限りなく静謐で豊かなエコーを個性とした録音が特徴で、ファンクネス皆無、透明度が高く、演奏のテクニックが高度な演奏が繰り広げられる。即興演奏を旨とするが、決して、フリー・ジャズに偏らない。というか、意外とフリー・ジャズ、アバンギャルド・ジャズは少数派。即興演奏を旨とするが、基本的にリズム&ビートはキープした中での、モーダルな演奏、無調な演奏がメイン。
新人ジャズマン、有望ジャズマンの発掘も積極的。特に、欧州各国における代表的ジャズマンの発掘に長けている。
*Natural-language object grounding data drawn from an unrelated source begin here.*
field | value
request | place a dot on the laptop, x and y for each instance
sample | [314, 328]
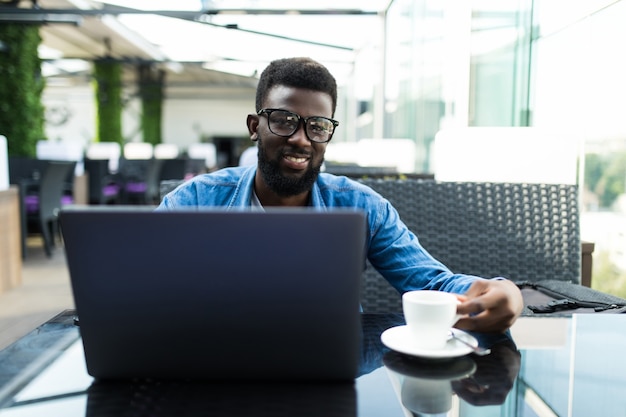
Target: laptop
[215, 294]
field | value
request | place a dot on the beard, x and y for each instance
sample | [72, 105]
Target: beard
[281, 184]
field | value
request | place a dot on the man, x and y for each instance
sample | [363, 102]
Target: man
[295, 102]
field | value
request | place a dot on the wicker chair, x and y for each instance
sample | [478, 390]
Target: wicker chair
[525, 232]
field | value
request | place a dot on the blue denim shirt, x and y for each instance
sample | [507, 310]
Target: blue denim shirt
[392, 248]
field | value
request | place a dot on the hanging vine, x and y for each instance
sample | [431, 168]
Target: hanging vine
[21, 87]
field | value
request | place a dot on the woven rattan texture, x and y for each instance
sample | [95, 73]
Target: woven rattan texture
[525, 232]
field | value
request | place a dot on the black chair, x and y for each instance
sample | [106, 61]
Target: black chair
[161, 170]
[104, 187]
[50, 198]
[524, 232]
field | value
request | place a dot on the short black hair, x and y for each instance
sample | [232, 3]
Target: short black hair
[297, 72]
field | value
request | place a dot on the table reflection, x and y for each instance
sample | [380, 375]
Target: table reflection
[581, 375]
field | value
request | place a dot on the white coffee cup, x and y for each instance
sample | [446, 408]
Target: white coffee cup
[429, 316]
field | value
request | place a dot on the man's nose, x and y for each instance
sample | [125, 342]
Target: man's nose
[299, 136]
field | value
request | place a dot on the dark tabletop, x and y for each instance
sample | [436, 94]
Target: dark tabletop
[569, 366]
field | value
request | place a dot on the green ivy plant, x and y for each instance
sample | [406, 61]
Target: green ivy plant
[151, 92]
[21, 86]
[108, 94]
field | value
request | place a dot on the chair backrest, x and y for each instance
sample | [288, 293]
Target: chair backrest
[165, 186]
[52, 187]
[524, 232]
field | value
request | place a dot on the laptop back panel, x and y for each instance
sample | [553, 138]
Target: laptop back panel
[216, 294]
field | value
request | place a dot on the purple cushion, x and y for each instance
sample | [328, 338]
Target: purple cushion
[136, 187]
[31, 202]
[110, 190]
そんなECMレーベル、21世紀に入ってもその活動は順調で、毎年、コンスタントに新盤を一定数リリースし続けている。カタログに入っているアルバムも相当数に登っていて、最近ではカタログ番号順に聴き進めることは諦めた。カタログを見て、これは、と思った盤を聴くことにしている。
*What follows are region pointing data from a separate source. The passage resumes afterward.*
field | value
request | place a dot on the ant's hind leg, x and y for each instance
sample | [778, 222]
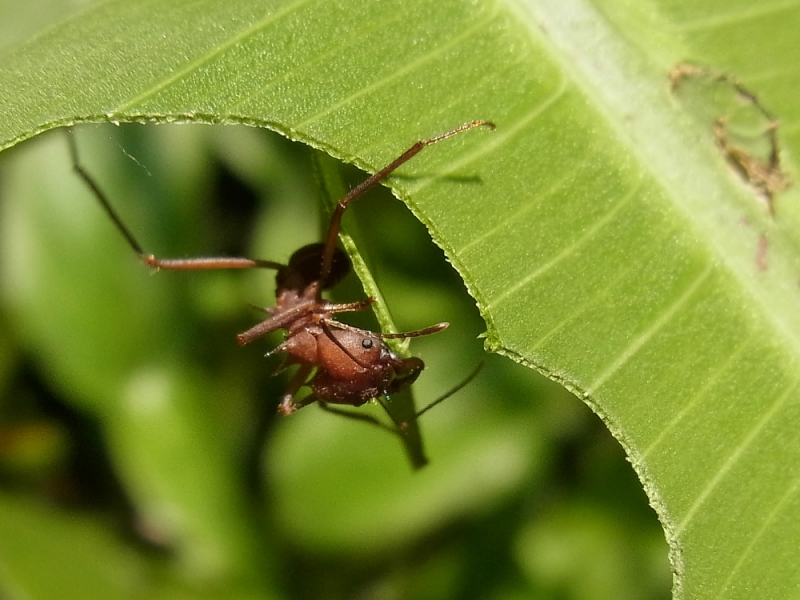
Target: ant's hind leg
[358, 417]
[180, 264]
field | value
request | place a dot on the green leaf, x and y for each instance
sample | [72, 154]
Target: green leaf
[606, 239]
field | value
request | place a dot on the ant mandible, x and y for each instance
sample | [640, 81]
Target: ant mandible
[341, 364]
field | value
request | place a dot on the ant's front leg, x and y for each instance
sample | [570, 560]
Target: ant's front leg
[288, 405]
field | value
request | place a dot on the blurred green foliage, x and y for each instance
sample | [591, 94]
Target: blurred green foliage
[141, 454]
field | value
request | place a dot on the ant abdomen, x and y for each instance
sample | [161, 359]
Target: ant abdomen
[305, 266]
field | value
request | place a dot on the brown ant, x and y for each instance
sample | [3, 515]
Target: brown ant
[340, 364]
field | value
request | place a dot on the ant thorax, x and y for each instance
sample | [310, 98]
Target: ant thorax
[336, 362]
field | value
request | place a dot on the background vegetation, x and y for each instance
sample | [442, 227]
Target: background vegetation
[607, 239]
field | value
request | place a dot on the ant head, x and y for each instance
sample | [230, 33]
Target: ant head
[305, 268]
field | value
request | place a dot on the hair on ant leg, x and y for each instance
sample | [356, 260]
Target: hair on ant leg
[339, 364]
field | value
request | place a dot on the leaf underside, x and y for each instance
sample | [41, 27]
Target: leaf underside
[607, 241]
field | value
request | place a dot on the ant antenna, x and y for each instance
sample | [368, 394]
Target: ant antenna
[336, 218]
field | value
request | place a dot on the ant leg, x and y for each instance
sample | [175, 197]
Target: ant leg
[389, 336]
[288, 404]
[350, 306]
[467, 380]
[336, 219]
[181, 264]
[357, 417]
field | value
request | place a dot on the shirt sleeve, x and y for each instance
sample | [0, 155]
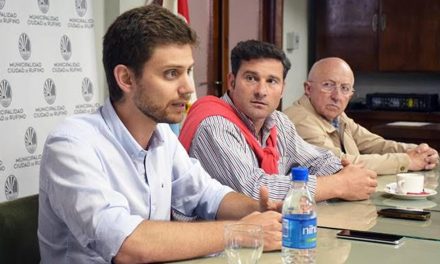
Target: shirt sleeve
[224, 153]
[81, 196]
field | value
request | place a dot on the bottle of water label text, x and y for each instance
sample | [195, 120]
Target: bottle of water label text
[299, 231]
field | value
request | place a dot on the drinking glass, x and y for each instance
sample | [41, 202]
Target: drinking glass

Maciej Obara『Three Crowns』(写真左)。2019年3月の録音。ちなみにパーソネルは、Maciej Obara (as), Dominik Wania (p), Ole Morten Vagan (b), Gard Nilssen (ds)。リーダーのアルト・サックスとピアノがポーランド、ベースとドラムがノルウェー出身の混成カルテット。
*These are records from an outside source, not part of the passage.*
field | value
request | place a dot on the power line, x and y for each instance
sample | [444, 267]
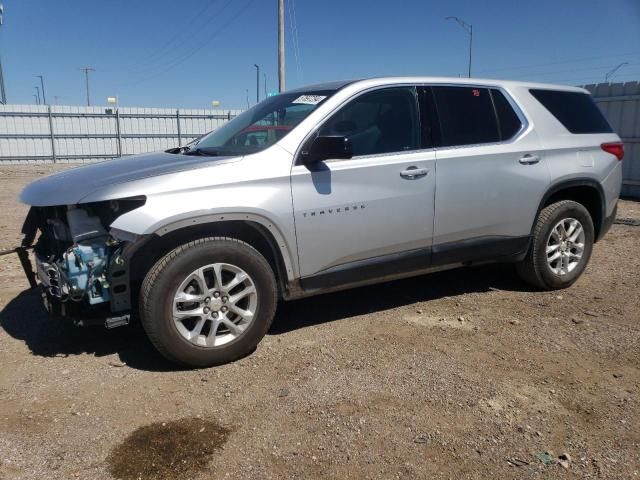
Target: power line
[554, 72]
[564, 62]
[178, 61]
[183, 30]
[170, 58]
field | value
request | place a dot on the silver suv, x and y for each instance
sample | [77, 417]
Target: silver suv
[325, 188]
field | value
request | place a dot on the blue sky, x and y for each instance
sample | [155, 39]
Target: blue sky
[187, 53]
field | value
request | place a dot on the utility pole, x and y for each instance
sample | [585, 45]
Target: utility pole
[281, 87]
[469, 29]
[3, 93]
[86, 77]
[257, 82]
[44, 98]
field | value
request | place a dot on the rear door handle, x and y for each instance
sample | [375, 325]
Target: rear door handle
[411, 173]
[529, 159]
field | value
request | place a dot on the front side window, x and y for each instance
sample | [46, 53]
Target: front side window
[467, 115]
[378, 122]
[261, 126]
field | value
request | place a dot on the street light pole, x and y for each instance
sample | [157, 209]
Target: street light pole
[281, 87]
[86, 76]
[3, 94]
[469, 29]
[257, 83]
[44, 98]
[611, 72]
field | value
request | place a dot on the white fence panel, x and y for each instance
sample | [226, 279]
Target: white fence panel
[39, 133]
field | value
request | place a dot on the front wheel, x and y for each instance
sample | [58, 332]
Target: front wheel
[560, 248]
[208, 302]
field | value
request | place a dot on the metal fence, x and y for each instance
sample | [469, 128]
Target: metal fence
[41, 133]
[620, 103]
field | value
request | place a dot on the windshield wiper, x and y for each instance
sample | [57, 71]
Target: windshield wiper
[205, 152]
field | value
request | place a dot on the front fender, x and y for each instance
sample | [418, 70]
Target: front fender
[160, 218]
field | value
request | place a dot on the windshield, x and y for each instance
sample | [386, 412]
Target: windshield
[261, 126]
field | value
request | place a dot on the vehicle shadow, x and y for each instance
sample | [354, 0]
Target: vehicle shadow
[384, 296]
[24, 319]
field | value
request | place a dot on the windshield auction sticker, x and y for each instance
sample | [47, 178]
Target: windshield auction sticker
[309, 99]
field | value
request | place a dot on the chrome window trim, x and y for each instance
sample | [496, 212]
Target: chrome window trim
[525, 124]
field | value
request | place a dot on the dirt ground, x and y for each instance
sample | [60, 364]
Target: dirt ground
[461, 374]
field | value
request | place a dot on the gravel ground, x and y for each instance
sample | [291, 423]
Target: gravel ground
[460, 374]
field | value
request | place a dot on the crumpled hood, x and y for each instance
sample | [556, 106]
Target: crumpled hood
[71, 186]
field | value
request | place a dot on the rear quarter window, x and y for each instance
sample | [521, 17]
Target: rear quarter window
[576, 111]
[508, 121]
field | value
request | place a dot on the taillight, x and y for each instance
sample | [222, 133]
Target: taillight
[614, 148]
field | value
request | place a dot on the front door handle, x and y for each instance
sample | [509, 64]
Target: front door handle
[529, 159]
[411, 173]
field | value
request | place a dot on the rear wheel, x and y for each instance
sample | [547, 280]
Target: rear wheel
[561, 246]
[208, 302]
いかにも、ECMレーベルらしい音世界に思わず聴き入ってしまう。限りなく静謐で豊かなエコーをはじめ、半世紀以上続くECM独特の音世界なのだが、演奏するメンバーが個性的なので飽きることは無い。
この盤のリーダー、マチェイ・オバラのアルト・サックスの音だって、ちょっと聴けば「ヤン・ガルバレクか?」と思うが、暫く聴き進めると、ガルバレクよりも音が少し明るく丸く暖かく、フリー&アバンギャルドな演奏にも長けているところがオバラ独特の個性。
オバラ作が6曲、Henryk Mikolaj Grecki(ヘンリク・ミコワジ・ゴレツキ)作が2曲。冒頭の「Three Pieces in Old Style (Part 1)」は漂う様な、ECMらしい繊細なバラードで、あまりの静謐さに「これはちょっと」と思うが、2曲目の「Blue Skies for Andy」の哀愁感溢れる、アグレッシヴでモーダルな演奏に俄然、聴く気が湧いてくる。現代の即興演奏に重点を置いたモード・ジャズの典型的な演奏が良い。ラストの「Mr. S」はしっとりとしたメロディーがキャッチャーな、自由度の高いバラード演奏。
他、即興演奏に重点を置いた印象的なモード・ジャズをメインに、フリー・ジャズあり、アバンギャルド・ジャズあり、現代のコンテンポラリーな純ジャズの良いところがギッシリ詰まっている。ワニアのピアノはリリカル、バーガンのベースはテクニック優秀で重量感豊かでしなやか、ニッセンのドラムは柔軟かつ堅実。実に充実したカルテット演奏である。
タイトルの「Three Crowns」は、ポーランド南部のピエニィニ山脈のトルツェコロニー山脈の頂上にちなんだもの、とのこと。ジャケットも前衛的なECMらしいものでグッド。
実を言うと、僕はこのジャケットに惹かれてこの盤を聴くに至った、いわゆる「ジャケ買い」盤だった。しかし、聴いて感心することしきり、さすがECM、現代のコンテンポラリーな純ジャズのいいところを押し出してきた。現代の欧州ジャズの注目株である。